Since the early 1900’s Housing Segregation policy has confined black and brown people, cutting them off from opportunity and resources and creating abject poverty. These communities become vulnerable to gun violence, educational failure, lack of access to medical services, disaster relief and healthy food. Within the context of the documentary series, The House I Never Knew, this discussion will center around housing justice and explore what solutions are available for people who want to level the playing field and illustrated through the game of Monopoly.
Angela Tucker (Founder/President) of TuckerGurl, is an Emmy nominated producer, writer and director. Her directorial work includes PAPER CHASE, a teen comedy in pre production with Gunpowder and Sky; ALL STYLES, a dance movie in post production starring Fik-Shun (SO YOU THINK YOU CAN DANCE) and Heather Morris (GLEE); BLACK FOLK DON’T, a documentary web series in its fourth season featured in Time Magazine’s “10 Ideas That Are Changing Your Life” and (A)SEXUAL a feature length documentary about people who experience no sexual attraction that streamed on Netflix and Hulu for four years. She is in her sixth year as Series Producer of the PBS strand, AFROPOP and was Co-Producer on THE NEW BLACK. Previously, she was the Director of Production at Big Mouth Films, a social issue documentary production company. There, she worked on several award-winning documentaries, including PUSHING THE ELEPHANT (PBS’ Independent Lens). In 2006, she co-founded TuckerGurl LLC, a production company passionate about telling compelling and irreverent stories about underrepresented communities. Tucker was a Sundance Institute Women Filmmakers Initiative fellow. She received her MFA in Film from Columbia University.
Randall Dottin is the chair of the screenwriting school in NYC. Dottin is an award-winning writer, director, and producer. He received his MFA at the Columbia University School of the Arts Graduate Film Division. His thesis film, A-Alike, was licensed for a two-year broadcast run by HBO and won numerous awards including a Director’s Guild of America Award for Best African American Student Filmmaker and a Gold Medal at the Student Academy Awards for Best Narrative Film. His short film Lifted was sponsored by Fox Searchlight’s program for emerging directors, the Fox Searchlab. He is the writer, director, and producer of The Chicago Franchise, a feature-length documentary that was recently accepted into IFP Week’s Spotlight on Documentaries.

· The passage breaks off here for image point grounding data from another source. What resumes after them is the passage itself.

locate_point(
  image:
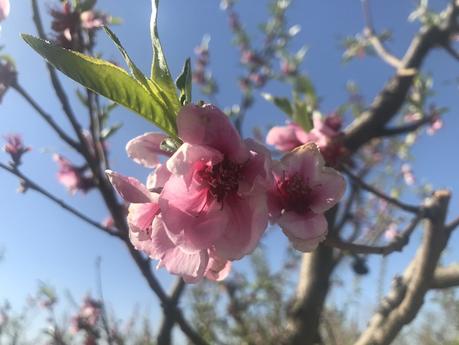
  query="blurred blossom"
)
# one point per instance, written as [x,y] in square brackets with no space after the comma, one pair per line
[15,148]
[4,9]
[408,174]
[8,76]
[392,232]
[91,20]
[435,125]
[72,177]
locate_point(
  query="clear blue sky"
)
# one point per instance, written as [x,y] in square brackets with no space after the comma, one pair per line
[44,242]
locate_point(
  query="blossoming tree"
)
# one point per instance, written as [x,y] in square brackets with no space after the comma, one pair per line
[211,193]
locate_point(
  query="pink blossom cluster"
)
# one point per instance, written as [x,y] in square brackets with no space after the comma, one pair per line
[326,133]
[68,22]
[15,148]
[72,177]
[210,201]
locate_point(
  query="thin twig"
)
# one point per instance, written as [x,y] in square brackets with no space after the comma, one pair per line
[35,187]
[104,317]
[47,117]
[396,245]
[376,43]
[393,201]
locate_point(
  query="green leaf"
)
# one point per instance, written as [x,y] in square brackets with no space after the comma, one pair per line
[183,83]
[136,72]
[282,103]
[108,80]
[159,70]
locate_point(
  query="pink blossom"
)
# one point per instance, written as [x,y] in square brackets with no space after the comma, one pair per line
[72,177]
[4,9]
[408,175]
[15,148]
[207,204]
[325,133]
[435,125]
[303,190]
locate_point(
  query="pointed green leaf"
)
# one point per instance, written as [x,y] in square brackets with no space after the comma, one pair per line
[160,73]
[107,80]
[136,72]
[183,83]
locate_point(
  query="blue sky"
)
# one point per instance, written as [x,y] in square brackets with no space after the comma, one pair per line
[43,242]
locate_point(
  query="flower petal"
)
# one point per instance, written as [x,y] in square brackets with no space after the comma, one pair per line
[328,190]
[130,189]
[144,149]
[304,231]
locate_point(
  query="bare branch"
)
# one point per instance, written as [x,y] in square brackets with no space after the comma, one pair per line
[446,277]
[35,187]
[403,206]
[47,117]
[395,245]
[406,298]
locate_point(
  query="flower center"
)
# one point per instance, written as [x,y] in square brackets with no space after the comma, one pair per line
[222,178]
[295,193]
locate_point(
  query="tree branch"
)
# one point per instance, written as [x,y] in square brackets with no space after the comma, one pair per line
[405,300]
[45,116]
[395,245]
[371,189]
[389,101]
[446,277]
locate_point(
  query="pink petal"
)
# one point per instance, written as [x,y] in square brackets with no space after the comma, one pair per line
[304,231]
[248,221]
[145,149]
[130,189]
[4,9]
[158,178]
[217,269]
[328,190]
[284,138]
[305,160]
[209,126]
[141,216]
[190,221]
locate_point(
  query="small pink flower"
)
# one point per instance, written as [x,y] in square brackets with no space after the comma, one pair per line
[325,133]
[91,20]
[4,9]
[15,148]
[207,204]
[72,177]
[303,190]
[435,125]
[408,175]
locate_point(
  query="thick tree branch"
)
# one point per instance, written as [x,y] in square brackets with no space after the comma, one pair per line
[387,104]
[405,300]
[446,277]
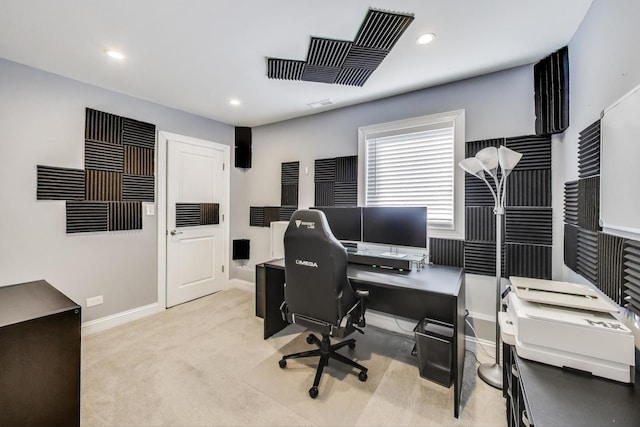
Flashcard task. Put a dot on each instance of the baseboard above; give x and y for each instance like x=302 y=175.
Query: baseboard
x=242 y=284
x=118 y=319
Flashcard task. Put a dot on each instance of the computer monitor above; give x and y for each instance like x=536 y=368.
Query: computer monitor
x=345 y=222
x=395 y=226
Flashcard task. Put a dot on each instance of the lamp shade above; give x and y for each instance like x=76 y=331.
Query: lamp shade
x=488 y=157
x=508 y=159
x=473 y=166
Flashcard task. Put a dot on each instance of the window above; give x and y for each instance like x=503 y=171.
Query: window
x=413 y=162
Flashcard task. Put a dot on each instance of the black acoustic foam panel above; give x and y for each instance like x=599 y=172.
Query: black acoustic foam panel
x=446 y=252
x=610 y=255
x=241 y=249
x=589 y=203
x=589 y=151
x=587 y=255
x=125 y=216
x=84 y=217
x=528 y=261
x=60 y=183
x=571 y=202
x=631 y=279
x=342 y=61
x=551 y=87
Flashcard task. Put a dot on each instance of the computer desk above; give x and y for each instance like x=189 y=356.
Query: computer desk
x=436 y=292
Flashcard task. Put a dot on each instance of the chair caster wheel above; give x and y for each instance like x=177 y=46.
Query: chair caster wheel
x=313 y=392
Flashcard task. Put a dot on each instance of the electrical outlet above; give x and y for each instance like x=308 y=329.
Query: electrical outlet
x=93 y=301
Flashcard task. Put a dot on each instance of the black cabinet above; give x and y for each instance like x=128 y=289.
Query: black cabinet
x=39 y=356
x=542 y=395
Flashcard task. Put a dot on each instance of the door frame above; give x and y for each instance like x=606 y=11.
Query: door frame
x=163 y=141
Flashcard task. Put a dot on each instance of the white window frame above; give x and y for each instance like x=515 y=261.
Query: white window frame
x=418 y=124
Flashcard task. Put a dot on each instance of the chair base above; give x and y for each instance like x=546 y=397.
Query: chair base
x=325 y=351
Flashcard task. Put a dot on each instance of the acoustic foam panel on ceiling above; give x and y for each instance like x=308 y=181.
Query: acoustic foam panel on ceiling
x=587 y=255
x=125 y=216
x=480 y=223
x=529 y=188
x=529 y=226
x=551 y=93
x=571 y=247
x=589 y=203
x=446 y=252
x=83 y=217
x=104 y=186
x=631 y=279
x=104 y=157
x=589 y=151
x=528 y=261
x=610 y=274
x=571 y=202
x=60 y=183
x=535 y=150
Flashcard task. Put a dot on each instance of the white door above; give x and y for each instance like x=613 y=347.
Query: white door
x=197 y=194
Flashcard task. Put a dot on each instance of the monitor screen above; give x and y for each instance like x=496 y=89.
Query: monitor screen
x=345 y=223
x=396 y=226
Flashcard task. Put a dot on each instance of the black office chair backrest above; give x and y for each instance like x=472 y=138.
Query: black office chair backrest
x=315 y=269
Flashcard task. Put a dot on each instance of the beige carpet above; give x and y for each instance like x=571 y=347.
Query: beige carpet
x=205 y=363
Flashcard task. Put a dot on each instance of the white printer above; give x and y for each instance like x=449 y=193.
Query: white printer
x=567 y=325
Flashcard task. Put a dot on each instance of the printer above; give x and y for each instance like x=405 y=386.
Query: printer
x=567 y=325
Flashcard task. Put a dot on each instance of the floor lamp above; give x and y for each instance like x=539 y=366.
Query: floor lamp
x=488 y=160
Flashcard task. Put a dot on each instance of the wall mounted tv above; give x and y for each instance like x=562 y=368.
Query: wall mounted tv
x=395 y=226
x=345 y=222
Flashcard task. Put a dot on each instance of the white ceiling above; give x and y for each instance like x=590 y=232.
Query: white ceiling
x=195 y=55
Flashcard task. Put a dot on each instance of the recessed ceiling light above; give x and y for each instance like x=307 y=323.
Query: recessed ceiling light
x=115 y=54
x=426 y=38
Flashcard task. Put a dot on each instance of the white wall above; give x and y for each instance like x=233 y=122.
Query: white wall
x=42 y=123
x=604 y=65
x=497 y=105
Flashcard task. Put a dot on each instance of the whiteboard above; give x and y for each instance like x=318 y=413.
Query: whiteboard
x=620 y=166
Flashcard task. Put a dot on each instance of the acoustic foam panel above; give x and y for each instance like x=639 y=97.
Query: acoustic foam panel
x=587 y=255
x=83 y=217
x=571 y=247
x=241 y=249
x=125 y=216
x=610 y=274
x=535 y=150
x=103 y=157
x=60 y=183
x=529 y=226
x=571 y=202
x=528 y=261
x=104 y=186
x=342 y=61
x=446 y=252
x=589 y=151
x=589 y=203
x=480 y=224
x=631 y=279
x=551 y=93
x=529 y=188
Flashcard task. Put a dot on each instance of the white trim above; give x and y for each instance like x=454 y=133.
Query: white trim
x=242 y=284
x=161 y=162
x=108 y=322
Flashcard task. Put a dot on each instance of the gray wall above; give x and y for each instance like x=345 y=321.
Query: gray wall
x=42 y=123
x=496 y=105
x=604 y=65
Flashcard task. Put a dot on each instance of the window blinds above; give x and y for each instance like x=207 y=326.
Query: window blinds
x=413 y=169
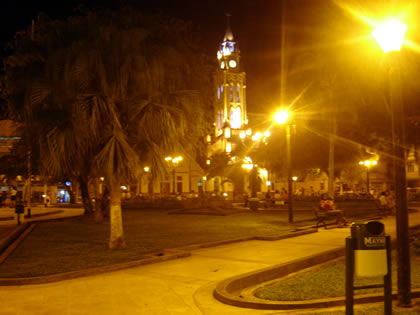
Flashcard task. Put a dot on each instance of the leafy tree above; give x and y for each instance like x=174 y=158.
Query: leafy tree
x=128 y=87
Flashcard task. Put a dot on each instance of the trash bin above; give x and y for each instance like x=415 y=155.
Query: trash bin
x=370 y=253
x=254 y=203
x=19 y=209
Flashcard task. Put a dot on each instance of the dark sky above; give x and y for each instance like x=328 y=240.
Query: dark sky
x=257 y=26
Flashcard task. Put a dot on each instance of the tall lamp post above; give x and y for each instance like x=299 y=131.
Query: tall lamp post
x=368 y=164
x=282 y=117
x=390 y=36
x=173 y=162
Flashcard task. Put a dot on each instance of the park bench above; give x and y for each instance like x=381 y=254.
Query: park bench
x=323 y=216
x=383 y=210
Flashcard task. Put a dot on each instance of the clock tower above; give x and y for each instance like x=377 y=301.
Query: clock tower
x=230 y=109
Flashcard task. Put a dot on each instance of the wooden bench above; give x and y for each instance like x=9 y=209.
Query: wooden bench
x=322 y=216
x=383 y=210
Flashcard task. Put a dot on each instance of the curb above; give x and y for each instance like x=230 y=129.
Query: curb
x=229 y=290
x=170 y=254
x=167 y=255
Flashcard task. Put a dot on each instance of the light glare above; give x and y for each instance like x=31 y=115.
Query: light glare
x=390 y=35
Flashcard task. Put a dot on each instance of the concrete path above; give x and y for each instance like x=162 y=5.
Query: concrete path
x=184 y=286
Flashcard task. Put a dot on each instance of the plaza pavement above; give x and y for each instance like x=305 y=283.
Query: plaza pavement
x=183 y=286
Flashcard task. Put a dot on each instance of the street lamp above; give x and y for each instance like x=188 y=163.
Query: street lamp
x=173 y=162
x=282 y=117
x=390 y=36
x=368 y=164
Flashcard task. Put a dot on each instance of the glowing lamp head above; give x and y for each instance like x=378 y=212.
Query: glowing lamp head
x=390 y=35
x=282 y=116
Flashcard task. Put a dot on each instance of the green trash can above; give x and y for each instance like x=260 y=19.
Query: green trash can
x=370 y=254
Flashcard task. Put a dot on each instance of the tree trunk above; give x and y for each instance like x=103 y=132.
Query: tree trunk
x=83 y=183
x=116 y=238
x=98 y=203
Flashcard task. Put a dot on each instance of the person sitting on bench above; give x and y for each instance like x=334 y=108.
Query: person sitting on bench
x=327 y=204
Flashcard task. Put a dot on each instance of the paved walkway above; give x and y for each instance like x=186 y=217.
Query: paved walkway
x=184 y=286
x=38 y=213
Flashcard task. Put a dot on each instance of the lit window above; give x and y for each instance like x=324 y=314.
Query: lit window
x=237 y=93
x=235 y=117
x=410 y=167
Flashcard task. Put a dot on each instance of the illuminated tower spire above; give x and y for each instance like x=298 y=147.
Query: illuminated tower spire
x=231 y=92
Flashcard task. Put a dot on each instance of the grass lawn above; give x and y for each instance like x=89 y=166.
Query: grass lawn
x=325 y=282
x=79 y=243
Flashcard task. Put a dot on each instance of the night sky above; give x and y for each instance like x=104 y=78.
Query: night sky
x=256 y=25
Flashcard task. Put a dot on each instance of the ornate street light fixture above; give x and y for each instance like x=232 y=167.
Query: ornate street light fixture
x=390 y=36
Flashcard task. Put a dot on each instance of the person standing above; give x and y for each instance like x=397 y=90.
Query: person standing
x=13 y=193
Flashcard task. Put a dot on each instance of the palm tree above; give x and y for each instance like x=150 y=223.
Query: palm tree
x=123 y=83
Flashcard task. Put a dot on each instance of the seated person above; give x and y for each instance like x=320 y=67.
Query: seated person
x=327 y=204
x=390 y=200
x=383 y=202
x=268 y=200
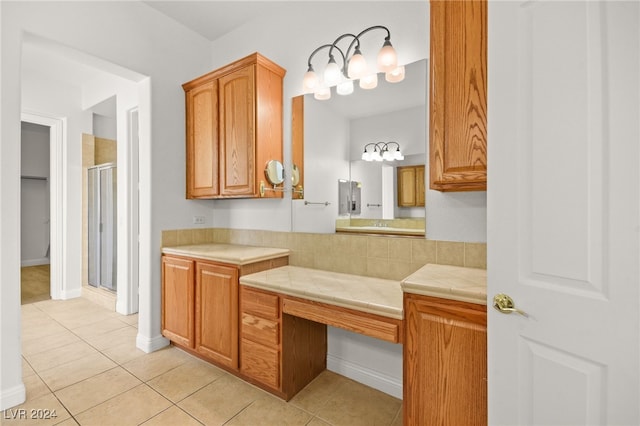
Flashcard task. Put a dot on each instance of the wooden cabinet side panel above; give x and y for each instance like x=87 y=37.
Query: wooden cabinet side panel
x=458 y=98
x=260 y=363
x=445 y=363
x=269 y=101
x=420 y=188
x=178 y=300
x=304 y=353
x=217 y=313
x=202 y=141
x=236 y=93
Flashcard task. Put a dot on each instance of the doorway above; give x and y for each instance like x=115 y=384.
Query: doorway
x=35 y=282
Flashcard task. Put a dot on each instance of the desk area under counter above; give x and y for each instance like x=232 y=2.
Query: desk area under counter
x=278 y=314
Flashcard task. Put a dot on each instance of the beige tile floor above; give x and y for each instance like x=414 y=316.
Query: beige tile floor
x=80 y=360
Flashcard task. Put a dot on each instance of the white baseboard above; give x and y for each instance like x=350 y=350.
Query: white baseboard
x=151 y=345
x=70 y=294
x=35 y=262
x=389 y=385
x=12 y=397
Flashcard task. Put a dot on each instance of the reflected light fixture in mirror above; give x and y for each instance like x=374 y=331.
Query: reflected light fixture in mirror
x=380 y=151
x=352 y=67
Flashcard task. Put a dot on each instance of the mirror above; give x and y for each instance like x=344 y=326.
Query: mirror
x=335 y=134
x=295 y=176
x=274 y=172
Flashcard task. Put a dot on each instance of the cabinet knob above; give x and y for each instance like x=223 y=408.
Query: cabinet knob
x=504 y=304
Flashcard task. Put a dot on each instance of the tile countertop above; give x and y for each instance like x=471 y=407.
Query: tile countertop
x=227 y=253
x=373 y=295
x=448 y=282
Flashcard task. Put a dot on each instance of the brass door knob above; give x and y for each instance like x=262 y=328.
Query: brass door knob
x=505 y=305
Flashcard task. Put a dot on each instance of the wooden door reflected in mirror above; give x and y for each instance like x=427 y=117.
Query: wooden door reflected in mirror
x=297 y=146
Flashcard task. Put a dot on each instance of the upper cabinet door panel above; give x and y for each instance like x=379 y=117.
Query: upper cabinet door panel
x=202 y=138
x=458 y=130
x=237 y=132
x=234 y=127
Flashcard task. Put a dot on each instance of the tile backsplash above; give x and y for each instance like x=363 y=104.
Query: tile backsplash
x=374 y=256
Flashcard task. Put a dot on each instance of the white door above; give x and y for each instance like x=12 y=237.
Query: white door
x=563 y=212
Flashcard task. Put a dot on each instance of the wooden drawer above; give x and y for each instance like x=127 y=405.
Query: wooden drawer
x=377 y=326
x=265 y=305
x=260 y=363
x=260 y=330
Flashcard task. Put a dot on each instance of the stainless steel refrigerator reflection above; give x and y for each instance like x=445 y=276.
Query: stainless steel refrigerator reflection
x=102 y=226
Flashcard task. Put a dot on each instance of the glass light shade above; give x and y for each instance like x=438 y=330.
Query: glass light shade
x=345 y=88
x=309 y=82
x=322 y=93
x=369 y=81
x=357 y=66
x=396 y=75
x=332 y=73
x=387 y=58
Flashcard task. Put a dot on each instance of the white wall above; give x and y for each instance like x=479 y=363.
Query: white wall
x=34 y=201
x=105 y=127
x=151 y=45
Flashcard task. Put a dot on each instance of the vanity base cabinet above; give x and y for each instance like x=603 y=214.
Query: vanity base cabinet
x=178 y=300
x=278 y=352
x=200 y=306
x=445 y=362
x=216 y=313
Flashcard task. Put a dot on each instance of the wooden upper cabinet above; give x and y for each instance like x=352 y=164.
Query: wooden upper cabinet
x=458 y=96
x=202 y=141
x=234 y=127
x=237 y=132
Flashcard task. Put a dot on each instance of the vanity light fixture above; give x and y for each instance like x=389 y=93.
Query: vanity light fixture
x=382 y=151
x=353 y=66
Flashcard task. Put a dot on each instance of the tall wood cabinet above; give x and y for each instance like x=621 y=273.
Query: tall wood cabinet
x=458 y=96
x=234 y=127
x=411 y=191
x=445 y=362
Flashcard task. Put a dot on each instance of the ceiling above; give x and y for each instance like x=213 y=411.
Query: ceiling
x=212 y=19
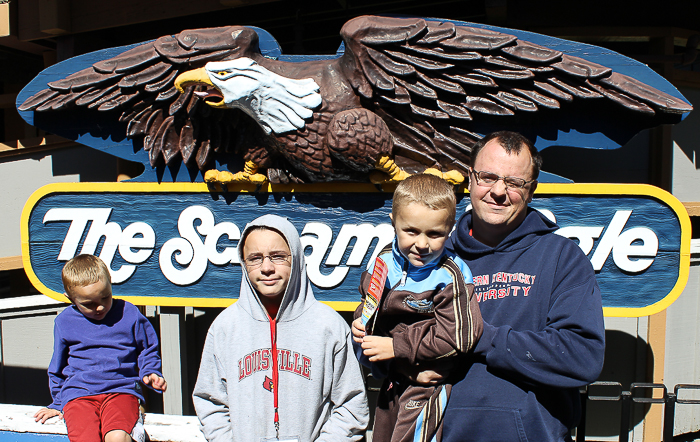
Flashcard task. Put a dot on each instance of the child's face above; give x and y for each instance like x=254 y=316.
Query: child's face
x=93 y=301
x=421 y=232
x=268 y=279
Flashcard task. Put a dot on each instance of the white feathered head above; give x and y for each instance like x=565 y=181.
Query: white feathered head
x=277 y=103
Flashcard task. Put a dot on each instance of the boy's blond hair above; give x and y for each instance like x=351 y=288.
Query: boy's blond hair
x=429 y=190
x=84 y=270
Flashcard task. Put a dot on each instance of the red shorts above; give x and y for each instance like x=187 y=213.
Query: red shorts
x=89 y=418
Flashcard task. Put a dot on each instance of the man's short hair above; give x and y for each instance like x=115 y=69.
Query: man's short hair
x=84 y=270
x=512 y=142
x=429 y=190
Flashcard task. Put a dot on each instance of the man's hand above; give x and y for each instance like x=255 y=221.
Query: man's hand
x=46 y=413
x=378 y=348
x=358 y=330
x=156 y=382
x=426 y=374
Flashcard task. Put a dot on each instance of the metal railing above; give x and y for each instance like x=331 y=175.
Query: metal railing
x=640 y=393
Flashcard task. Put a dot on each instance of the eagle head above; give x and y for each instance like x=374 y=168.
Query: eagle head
x=279 y=104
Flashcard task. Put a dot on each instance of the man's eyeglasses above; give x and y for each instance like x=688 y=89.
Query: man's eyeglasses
x=256 y=261
x=488 y=179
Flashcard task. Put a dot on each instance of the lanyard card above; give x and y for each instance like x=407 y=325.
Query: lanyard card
x=376 y=288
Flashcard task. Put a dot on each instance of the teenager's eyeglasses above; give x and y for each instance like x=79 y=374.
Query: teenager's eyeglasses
x=488 y=179
x=256 y=261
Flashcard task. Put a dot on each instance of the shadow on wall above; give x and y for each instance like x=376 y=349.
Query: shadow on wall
x=686 y=132
x=24 y=386
x=90 y=164
x=626 y=363
x=601 y=165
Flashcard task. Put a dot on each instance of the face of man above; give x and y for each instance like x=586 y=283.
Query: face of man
x=268 y=278
x=496 y=209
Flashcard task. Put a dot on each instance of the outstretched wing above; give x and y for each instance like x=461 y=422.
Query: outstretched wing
x=140 y=84
x=438 y=85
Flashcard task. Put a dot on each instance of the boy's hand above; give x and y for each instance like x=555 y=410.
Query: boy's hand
x=156 y=382
x=45 y=414
x=358 y=330
x=378 y=348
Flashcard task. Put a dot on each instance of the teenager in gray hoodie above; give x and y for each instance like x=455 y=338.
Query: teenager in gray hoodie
x=316 y=391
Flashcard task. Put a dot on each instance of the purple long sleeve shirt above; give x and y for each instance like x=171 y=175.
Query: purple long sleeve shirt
x=107 y=356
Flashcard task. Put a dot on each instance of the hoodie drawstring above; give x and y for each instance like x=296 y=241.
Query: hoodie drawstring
x=275 y=374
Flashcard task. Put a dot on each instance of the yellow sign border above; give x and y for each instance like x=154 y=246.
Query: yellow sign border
x=542 y=189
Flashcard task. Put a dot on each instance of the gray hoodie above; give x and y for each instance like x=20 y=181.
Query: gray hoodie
x=321 y=391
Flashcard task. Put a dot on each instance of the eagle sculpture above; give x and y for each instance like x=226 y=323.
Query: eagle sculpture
x=407 y=94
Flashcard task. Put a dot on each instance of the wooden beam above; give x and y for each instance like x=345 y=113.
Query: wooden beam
x=656 y=358
x=5 y=26
x=173 y=348
x=615 y=33
x=11 y=263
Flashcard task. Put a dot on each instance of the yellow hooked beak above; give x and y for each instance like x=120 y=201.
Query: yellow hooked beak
x=212 y=96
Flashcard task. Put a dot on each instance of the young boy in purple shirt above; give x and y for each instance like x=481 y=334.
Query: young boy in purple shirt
x=103 y=348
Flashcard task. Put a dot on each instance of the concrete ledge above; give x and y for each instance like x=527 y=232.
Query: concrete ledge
x=18 y=420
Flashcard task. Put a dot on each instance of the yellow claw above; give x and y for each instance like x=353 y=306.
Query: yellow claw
x=392 y=172
x=224 y=177
x=453 y=177
x=245 y=177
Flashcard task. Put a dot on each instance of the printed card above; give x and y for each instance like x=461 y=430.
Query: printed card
x=376 y=288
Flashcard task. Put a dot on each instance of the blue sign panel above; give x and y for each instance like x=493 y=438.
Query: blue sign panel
x=175 y=244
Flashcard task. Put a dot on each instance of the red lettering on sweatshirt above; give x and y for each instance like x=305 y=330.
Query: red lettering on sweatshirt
x=261 y=360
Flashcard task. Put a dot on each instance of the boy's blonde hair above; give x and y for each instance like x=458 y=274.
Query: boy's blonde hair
x=84 y=270
x=429 y=190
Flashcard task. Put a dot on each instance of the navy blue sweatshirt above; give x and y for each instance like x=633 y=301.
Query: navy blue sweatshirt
x=543 y=336
x=107 y=356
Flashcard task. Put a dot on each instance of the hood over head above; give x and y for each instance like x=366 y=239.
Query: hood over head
x=298 y=296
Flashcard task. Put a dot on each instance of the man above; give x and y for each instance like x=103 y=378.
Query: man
x=543 y=321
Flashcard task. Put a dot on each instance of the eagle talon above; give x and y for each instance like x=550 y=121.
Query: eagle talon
x=225 y=177
x=453 y=177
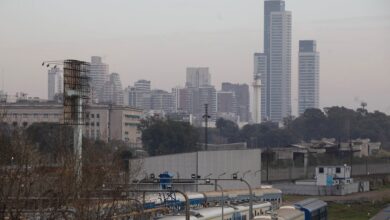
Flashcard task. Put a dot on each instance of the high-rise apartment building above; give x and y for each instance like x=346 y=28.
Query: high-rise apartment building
x=276 y=92
x=140 y=95
x=161 y=100
x=309 y=74
x=99 y=76
x=226 y=102
x=208 y=95
x=241 y=92
x=269 y=7
x=259 y=76
x=55 y=82
x=112 y=92
x=198 y=77
x=280 y=65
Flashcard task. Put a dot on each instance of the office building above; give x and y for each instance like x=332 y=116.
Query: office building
x=55 y=83
x=226 y=102
x=308 y=76
x=103 y=122
x=276 y=94
x=241 y=92
x=112 y=92
x=198 y=77
x=98 y=77
x=259 y=76
x=161 y=101
x=207 y=95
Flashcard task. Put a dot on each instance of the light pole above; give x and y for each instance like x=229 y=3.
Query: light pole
x=246 y=172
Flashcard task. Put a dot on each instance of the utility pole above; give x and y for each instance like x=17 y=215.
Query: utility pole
x=206 y=116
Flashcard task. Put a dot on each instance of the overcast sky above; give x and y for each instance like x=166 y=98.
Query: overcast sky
x=158 y=39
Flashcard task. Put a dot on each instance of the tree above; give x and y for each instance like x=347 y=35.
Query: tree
x=161 y=137
x=228 y=129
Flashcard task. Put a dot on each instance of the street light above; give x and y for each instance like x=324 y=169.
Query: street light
x=222 y=174
x=208 y=175
x=234 y=175
x=246 y=172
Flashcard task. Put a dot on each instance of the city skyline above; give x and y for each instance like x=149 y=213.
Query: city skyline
x=334 y=33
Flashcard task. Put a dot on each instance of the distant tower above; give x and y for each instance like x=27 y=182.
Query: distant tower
x=198 y=77
x=309 y=74
x=55 y=82
x=269 y=7
x=112 y=92
x=98 y=76
x=260 y=71
x=276 y=95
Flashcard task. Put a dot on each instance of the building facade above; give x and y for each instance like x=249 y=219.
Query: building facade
x=55 y=82
x=112 y=91
x=103 y=122
x=276 y=92
x=241 y=92
x=308 y=75
x=259 y=76
x=98 y=77
x=162 y=101
x=280 y=65
x=198 y=77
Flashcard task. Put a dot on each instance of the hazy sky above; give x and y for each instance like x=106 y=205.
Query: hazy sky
x=158 y=39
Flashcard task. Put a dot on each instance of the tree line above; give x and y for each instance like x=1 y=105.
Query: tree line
x=165 y=136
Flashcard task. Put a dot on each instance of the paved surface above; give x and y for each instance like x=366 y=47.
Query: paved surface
x=365 y=196
x=383 y=215
x=372 y=195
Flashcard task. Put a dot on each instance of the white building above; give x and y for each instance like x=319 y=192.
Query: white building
x=259 y=75
x=333 y=175
x=112 y=92
x=309 y=76
x=208 y=95
x=198 y=77
x=103 y=122
x=99 y=76
x=280 y=65
x=55 y=82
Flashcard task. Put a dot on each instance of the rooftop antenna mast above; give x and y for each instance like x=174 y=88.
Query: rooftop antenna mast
x=76 y=93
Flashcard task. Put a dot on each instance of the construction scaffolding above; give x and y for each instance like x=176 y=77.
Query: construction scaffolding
x=76 y=91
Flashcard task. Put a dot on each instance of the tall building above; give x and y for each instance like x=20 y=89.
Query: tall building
x=139 y=95
x=309 y=74
x=198 y=77
x=226 y=102
x=55 y=82
x=241 y=92
x=161 y=100
x=269 y=7
x=99 y=76
x=259 y=76
x=208 y=95
x=112 y=92
x=276 y=95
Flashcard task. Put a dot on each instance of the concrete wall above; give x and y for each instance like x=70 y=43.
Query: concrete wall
x=313 y=190
x=293 y=173
x=209 y=162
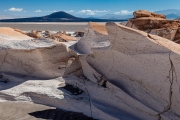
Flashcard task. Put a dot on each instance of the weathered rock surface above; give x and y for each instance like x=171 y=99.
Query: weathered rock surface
x=38 y=57
x=121 y=73
x=11 y=34
x=156 y=24
x=144 y=67
x=143 y=13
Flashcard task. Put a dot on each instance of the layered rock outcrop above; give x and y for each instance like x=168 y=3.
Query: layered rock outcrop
x=156 y=24
x=118 y=73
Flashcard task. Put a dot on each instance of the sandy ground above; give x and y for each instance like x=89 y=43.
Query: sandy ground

Cedric Harrison is the Founder and Executive Director of Support The Port Foundation, Inc. a 501(c)3 non profit organization that aims to “bridge” the communities of Wilmington together through philanthropy, scholarship, music, arts and culture. Through these roles Cedric strives to connect individuals with opportunities and expand their horizons, while creating a more equitable and harmonious community. His call to action began 15 years ago, when his best friend, who was just 17 years old at the time, shot and killed another boy in self-defense. News of a child killing another child in a gang-related crime was a shocking event in Wilmington, North Carolina and marked a tipping point toward the rapid escalation of gangs in the community. For Cedric, the shooting was a fork in the road that led him to dedicate his life to promoting social justice, violence prevention, and improving economic opportunities for young African Americans in Wilmington. He has taken many steps toward becoming a leader on these issues in Wilmington, including leading anti-violence campaigns and forming a non-profit agency called Support the Port, whose mission is “to enhance, cultivate and provide a renewed sense of community ownership and excellence for residents of Wilmington, North Carolina.” Ultimately, Cedric’s vision is to develop a more peaceful, integrated, and prosperous society for all residents.
Suzanne Rogers is the Community Development and Housing Planner with the City of Wilmington, NC. She has served in this role for the past 10 years. Prior to employment with the City, Suzanne was the executive director for the Center for Neighborhood Development in Knoxville, TN and also served as executive director of the Waccamaw Siouan Development Association, Bolton, NC. Suzanne’s career in Community Development has allowed her to work in marginalized communities serving low-to-moderate income populations. She has experience in community organizing and participatory planning, affordable housing development and economic development. While at the Center for Neighborhood Development, Suzanne presented the Center’s Transforming Neighborhoods Together program at the United Nations Habitat II Conference in Istanbul, Turkey. This award winning program utilized neighborhood resident’s to create comprehensive plans for neighborhood revitalization. In her current position, Suzanne leads a team of six to administer federal, state and local funds for community development programs that support youth, elderly, disabled and other at-risk populations as well as providing funding for housing development, homebuyer assistance, and housing rehabilitation for low-to-moderate income households. Suzanne received a BS and MPA from the University of NC at Wilmington and is a native of southeastern NC.